History
- Name: SS Escambia
- Owner: Escambia Steamship Co. Ltd. - Crow, Bogart & Rudolf, Liverpool
- Builder: Mounsey & Foster, South Dock, Sunderland
- Yard number: 91
- Launched: 21 April 1879
- Completed: 15 October 1879
- Fate: Capsized and sank on 19 June 1882

General characteristics
- Tonnage: 2,154 gross register tons (GRT); 1,401 tons deadweight (DWT);
- Length: 291 ft (89 m)
- Beam: 34.7 ft (10.6 m)
- Depth: 24.5 ft (7.5 m)
- Installed power: 210 nhp

= SS Escambia =

SS Escambia was an iron screw steamer built at Sunderland in 1879, by the Sunderland Ship Building Company. She was classed 100A1, and was 2,154 tons gross. On 19 June 1882 she capsized with the loss of twenty lives having encountered heavy seas when crossing the bar of San Francisco, California.

The Escambia was voyaging from San Francisco to Cape Verde deeply laden with a cargo of wheat when she capsized some five miles offshore at about 7 pm. The pilot reported that the water in the ballast tanks had been pumped out in order to make the ship carry more cargo, and that the coal on deck was stowed as high as the bridge. She also had a list to port. In the rough seas she rolled enough to submerge her scuppers and shipped enough water to stop her engines. Unable to make way, the ship turned beam on to the breakers and was engulfed.

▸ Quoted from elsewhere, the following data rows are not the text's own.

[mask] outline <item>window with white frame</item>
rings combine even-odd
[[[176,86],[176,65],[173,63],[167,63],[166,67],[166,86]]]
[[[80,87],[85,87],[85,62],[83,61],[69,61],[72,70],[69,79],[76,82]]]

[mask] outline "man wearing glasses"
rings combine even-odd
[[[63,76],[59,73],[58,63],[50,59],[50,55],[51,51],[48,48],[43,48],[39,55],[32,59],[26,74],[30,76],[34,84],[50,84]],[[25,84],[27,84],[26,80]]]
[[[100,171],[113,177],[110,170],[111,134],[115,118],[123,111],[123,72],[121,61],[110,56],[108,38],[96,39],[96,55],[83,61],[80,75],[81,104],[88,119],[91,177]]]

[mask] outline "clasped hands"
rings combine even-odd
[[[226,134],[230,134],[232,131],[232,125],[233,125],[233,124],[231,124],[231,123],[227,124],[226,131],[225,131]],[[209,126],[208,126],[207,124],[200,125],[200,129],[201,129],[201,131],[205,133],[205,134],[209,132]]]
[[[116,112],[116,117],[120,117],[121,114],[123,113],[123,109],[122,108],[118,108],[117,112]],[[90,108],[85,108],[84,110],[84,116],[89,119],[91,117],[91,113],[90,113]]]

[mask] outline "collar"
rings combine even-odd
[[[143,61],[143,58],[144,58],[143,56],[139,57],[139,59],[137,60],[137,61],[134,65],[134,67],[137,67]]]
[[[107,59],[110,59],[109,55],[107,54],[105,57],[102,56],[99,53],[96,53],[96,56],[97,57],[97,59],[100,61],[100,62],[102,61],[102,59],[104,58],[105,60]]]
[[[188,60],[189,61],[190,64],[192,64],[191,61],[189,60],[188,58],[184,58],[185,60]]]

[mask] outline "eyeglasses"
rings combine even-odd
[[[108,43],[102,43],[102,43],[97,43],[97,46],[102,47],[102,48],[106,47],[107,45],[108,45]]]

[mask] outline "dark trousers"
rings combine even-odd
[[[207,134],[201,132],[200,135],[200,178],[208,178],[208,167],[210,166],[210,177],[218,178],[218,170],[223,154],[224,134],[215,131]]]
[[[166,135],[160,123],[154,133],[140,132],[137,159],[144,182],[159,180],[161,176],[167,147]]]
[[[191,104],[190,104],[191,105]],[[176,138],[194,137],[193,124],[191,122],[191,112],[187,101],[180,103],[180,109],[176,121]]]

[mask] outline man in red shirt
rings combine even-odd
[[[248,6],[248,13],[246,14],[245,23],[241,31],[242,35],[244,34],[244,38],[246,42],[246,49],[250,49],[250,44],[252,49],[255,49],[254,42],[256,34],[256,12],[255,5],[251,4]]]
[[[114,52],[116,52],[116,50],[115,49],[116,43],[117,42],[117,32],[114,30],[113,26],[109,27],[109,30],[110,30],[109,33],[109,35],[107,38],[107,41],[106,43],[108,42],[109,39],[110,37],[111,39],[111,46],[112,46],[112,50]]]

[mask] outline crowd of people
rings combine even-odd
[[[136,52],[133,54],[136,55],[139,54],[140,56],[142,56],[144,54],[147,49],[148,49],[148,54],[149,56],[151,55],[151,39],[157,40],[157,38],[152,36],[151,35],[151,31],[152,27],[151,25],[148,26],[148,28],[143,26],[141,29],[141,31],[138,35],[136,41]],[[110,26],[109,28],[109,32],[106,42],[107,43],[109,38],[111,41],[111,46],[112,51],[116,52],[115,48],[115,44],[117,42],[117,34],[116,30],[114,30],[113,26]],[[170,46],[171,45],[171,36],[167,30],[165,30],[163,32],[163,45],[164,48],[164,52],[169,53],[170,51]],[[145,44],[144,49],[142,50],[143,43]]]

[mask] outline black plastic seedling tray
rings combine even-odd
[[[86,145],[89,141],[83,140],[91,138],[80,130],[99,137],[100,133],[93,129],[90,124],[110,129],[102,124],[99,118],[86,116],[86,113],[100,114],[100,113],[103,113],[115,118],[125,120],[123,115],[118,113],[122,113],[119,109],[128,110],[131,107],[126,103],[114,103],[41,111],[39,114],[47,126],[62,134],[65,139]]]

The United States naval court decided that the vessel was lost through the ordinary perils of the sea but the United Kingdom Board of Trade was not satisfied with this verdict and ordered its own inquiry. Of the crew of twenty four only four were saved.

The Wreck Commissioner reported that the inquiry determined that the Captain was to blame for taking the vessel to sea under that condition having acted simply through lack of judgement. Because the Captain had made every effort to save life after the vessel capsized, the court did not cancel his certificate and he was permitted to return to work.